A party school is a school typically located in a large city (or city in which a large population of the residents is college students) that tends to have high enrollment, a prominent Greek presence and a sizable number of student-led organizations, according to professor and writer Rayelle Davis. These factors combined equate to an environment welcoming of parties. From the 140+ student-run organizations to the incredibly active Greek life, Mercer seems to align with many aspects of a party school. However, many students fail to consider Mercer a party school because of its discouragement of party culture.
The term party school comes with the implication of alcohol (and sometimes drug) use, which Mercer absolutely forbids. Mercer observes a dry-campus rule, meaning that alcohol is not allowed on campus under any circumstances. The rule is very popular among private colleges and institutions located throughout the Midwest and southern United States. Rules like these can come with severe punishments for the possession of alcohol such as club suspension, fines and sometimes legal action.
“Mercer prides itself on being a dry campus. I have only been to about 5-10 parties at Mercer and that is because there aren’t many to go to,” Alexis Oladipo ‘25 says.
Additionally, Mercer places an extreme emphasis on education. In fact, nursing, engineering and biomedical sciences are three of the most popular majors at Mercer. Said majors require students to dedicate extensive amounts of time to studying and research, which allows little time for partying. Many students are tied down with academic priorities, on-campus jobs and volunteer work efforts.
“I don’t consider Mercer to be a party school because I feel like not only do the students prioritize their schoolwork and grades over everything, but Mercer also has rules set in place to prevent partying from happening on campus,” Isabella Baca ’25 said.

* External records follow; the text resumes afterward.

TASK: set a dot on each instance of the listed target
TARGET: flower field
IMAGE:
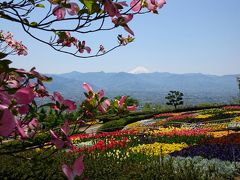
(201, 147)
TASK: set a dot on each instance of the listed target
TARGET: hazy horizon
(186, 37)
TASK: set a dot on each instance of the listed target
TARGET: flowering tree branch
(58, 18)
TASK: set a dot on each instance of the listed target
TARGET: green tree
(174, 98)
(129, 101)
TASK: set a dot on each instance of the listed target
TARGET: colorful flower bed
(204, 149)
(225, 152)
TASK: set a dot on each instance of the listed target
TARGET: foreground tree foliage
(64, 24)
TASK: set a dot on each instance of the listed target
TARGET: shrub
(112, 126)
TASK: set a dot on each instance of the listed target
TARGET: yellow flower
(158, 149)
(232, 112)
(236, 119)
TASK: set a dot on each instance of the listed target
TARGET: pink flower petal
(131, 108)
(23, 109)
(78, 166)
(128, 18)
(22, 130)
(136, 5)
(128, 29)
(161, 3)
(33, 123)
(74, 9)
(87, 87)
(58, 97)
(7, 122)
(110, 8)
(121, 101)
(56, 140)
(59, 12)
(24, 95)
(101, 94)
(68, 172)
(70, 104)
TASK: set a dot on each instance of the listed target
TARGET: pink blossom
(26, 130)
(122, 21)
(131, 108)
(66, 39)
(60, 12)
(136, 5)
(24, 95)
(23, 109)
(7, 122)
(82, 47)
(87, 87)
(58, 97)
(56, 140)
(111, 8)
(71, 105)
(104, 106)
(121, 101)
(76, 170)
(153, 5)
(101, 49)
(101, 94)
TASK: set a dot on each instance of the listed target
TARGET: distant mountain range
(148, 87)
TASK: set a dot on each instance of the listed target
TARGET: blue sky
(187, 36)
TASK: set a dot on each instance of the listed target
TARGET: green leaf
(40, 5)
(92, 6)
(3, 55)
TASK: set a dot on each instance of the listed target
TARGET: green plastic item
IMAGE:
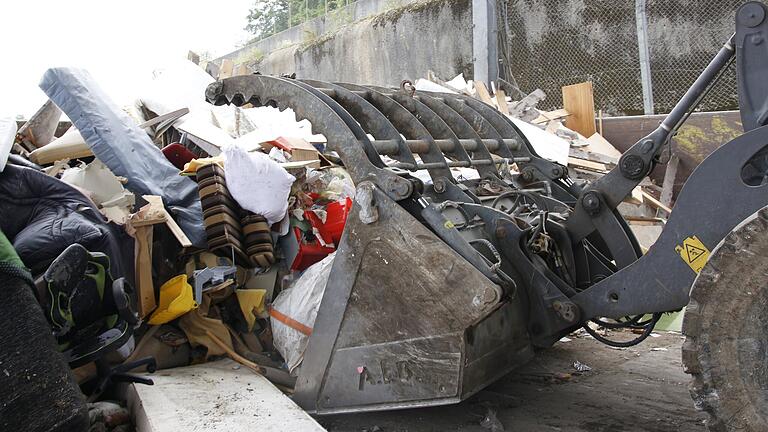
(176, 299)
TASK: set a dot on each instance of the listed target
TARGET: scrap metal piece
(210, 277)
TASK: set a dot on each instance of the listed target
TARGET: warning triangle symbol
(693, 252)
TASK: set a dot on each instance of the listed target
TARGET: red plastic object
(333, 227)
(309, 253)
(178, 155)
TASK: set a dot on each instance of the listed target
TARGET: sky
(119, 42)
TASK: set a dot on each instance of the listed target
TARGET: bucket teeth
(418, 131)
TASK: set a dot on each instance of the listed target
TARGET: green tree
(267, 17)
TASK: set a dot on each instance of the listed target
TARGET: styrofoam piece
(547, 145)
(220, 396)
(257, 183)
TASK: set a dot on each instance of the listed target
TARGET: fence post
(485, 54)
(641, 18)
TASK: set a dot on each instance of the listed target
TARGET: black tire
(726, 329)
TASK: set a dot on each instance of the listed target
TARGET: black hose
(646, 332)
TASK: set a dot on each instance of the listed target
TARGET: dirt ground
(638, 389)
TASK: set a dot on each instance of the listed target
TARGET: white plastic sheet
(7, 135)
(300, 302)
(547, 145)
(257, 183)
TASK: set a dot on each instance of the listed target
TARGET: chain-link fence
(553, 43)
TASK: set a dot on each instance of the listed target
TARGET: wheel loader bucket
(412, 314)
(405, 322)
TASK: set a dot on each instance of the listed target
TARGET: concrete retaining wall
(402, 43)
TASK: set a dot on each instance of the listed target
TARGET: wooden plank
(501, 101)
(39, 130)
(176, 230)
(579, 101)
(670, 174)
(547, 116)
(69, 146)
(482, 93)
(143, 265)
(193, 57)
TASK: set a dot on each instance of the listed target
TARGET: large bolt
(527, 175)
(439, 185)
(591, 202)
(632, 166)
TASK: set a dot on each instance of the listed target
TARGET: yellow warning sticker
(694, 253)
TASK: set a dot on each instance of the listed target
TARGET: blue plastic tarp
(124, 147)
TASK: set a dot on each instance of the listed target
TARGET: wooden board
(579, 101)
(157, 202)
(143, 264)
(547, 116)
(70, 146)
(668, 186)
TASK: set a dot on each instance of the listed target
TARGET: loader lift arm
(445, 281)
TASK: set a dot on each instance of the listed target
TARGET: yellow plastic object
(250, 301)
(176, 299)
(192, 166)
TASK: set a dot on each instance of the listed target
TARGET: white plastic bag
(300, 303)
(257, 183)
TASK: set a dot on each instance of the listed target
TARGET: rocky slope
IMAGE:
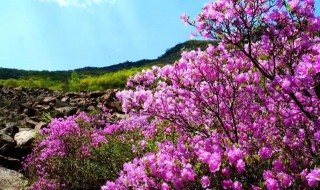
(24, 111)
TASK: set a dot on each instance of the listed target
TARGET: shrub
(74, 153)
(240, 115)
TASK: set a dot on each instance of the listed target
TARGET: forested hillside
(93, 78)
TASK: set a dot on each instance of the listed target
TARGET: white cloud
(79, 3)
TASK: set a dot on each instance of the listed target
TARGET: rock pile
(24, 111)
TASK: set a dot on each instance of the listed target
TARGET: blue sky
(70, 34)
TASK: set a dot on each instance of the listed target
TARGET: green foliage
(91, 78)
(74, 82)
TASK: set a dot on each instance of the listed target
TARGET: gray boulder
(25, 138)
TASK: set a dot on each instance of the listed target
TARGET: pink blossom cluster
(73, 136)
(240, 115)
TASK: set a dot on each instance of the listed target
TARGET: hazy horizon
(70, 34)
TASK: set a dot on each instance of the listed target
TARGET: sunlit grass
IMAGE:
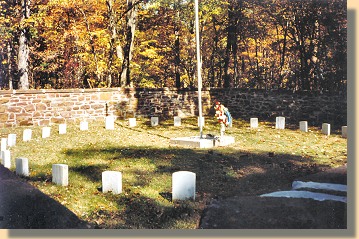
(261, 160)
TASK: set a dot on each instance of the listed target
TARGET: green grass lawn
(262, 160)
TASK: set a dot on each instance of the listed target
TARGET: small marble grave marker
(303, 126)
(112, 181)
(3, 144)
(201, 122)
(154, 121)
(345, 131)
(280, 122)
(183, 185)
(60, 174)
(177, 121)
(132, 122)
(27, 135)
(110, 122)
(326, 128)
(254, 122)
(46, 132)
(84, 125)
(11, 140)
(6, 158)
(22, 166)
(62, 128)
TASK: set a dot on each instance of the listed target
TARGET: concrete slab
(205, 142)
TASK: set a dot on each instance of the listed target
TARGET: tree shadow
(91, 172)
(219, 174)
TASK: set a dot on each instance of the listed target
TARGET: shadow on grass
(92, 172)
(219, 174)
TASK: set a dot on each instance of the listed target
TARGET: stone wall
(44, 107)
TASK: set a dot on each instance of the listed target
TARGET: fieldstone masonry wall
(45, 107)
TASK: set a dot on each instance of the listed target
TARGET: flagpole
(199, 63)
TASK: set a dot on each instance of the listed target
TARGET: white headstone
(6, 158)
(254, 122)
(84, 125)
(345, 131)
(183, 185)
(303, 126)
(22, 166)
(154, 121)
(326, 128)
(177, 121)
(27, 134)
(11, 140)
(62, 128)
(46, 132)
(60, 174)
(112, 181)
(3, 144)
(202, 121)
(132, 122)
(280, 122)
(110, 122)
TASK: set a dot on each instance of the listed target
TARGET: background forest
(264, 44)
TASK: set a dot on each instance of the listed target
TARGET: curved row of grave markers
(183, 182)
(303, 126)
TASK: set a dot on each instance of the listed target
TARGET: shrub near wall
(314, 107)
(43, 107)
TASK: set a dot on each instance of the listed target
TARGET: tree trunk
(9, 69)
(23, 54)
(128, 49)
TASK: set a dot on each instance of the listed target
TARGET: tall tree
(23, 55)
(131, 20)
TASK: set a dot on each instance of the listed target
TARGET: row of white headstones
(303, 126)
(183, 182)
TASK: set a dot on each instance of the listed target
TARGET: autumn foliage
(265, 44)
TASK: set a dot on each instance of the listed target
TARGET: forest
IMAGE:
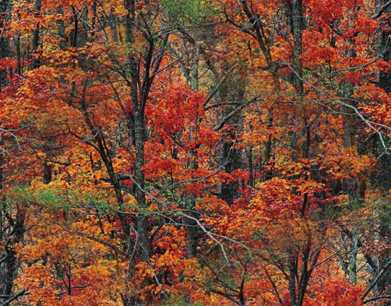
(195, 152)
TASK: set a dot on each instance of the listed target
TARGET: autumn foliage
(195, 152)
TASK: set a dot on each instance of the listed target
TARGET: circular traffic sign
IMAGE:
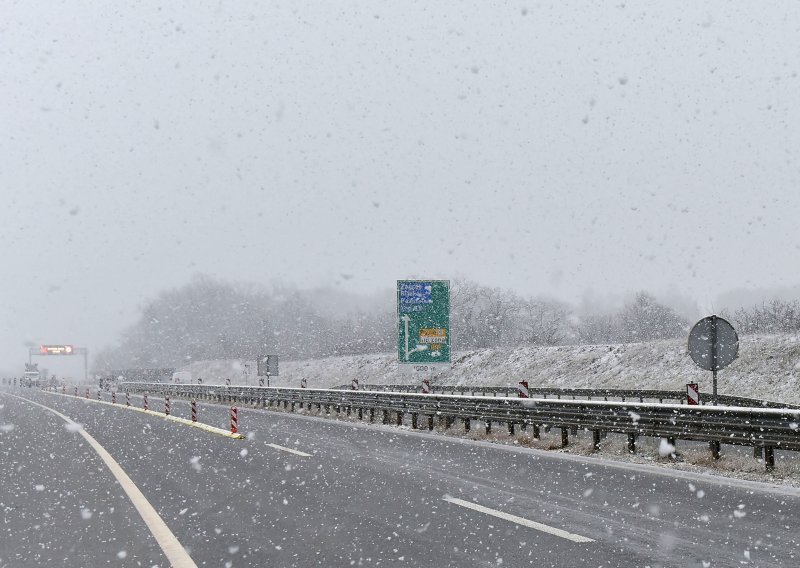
(713, 343)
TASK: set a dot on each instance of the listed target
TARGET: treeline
(776, 316)
(213, 319)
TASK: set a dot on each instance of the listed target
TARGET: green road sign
(423, 325)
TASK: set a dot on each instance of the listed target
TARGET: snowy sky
(560, 148)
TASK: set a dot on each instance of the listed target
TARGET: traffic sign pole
(714, 358)
(423, 325)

In the students' eyes, the party scene at Mercer tends to be underwhelming. Many students shared the consensus of Mercer parties not being worthwhile.
“Even though we have our fair share of parties, compared to other schools, Mercer’s party scene isn’t all that," Robin Serrant ‘25 said.
Although Mercer does house its fair share of parties, it is by no means a party school. Many Mercerians focus their energy on other things and the dry-campus rule makes it extremely hard to throw traditional college parties on campus. If you're looking to party for the next four years, it is safe to say that you should seek that out at another college or university.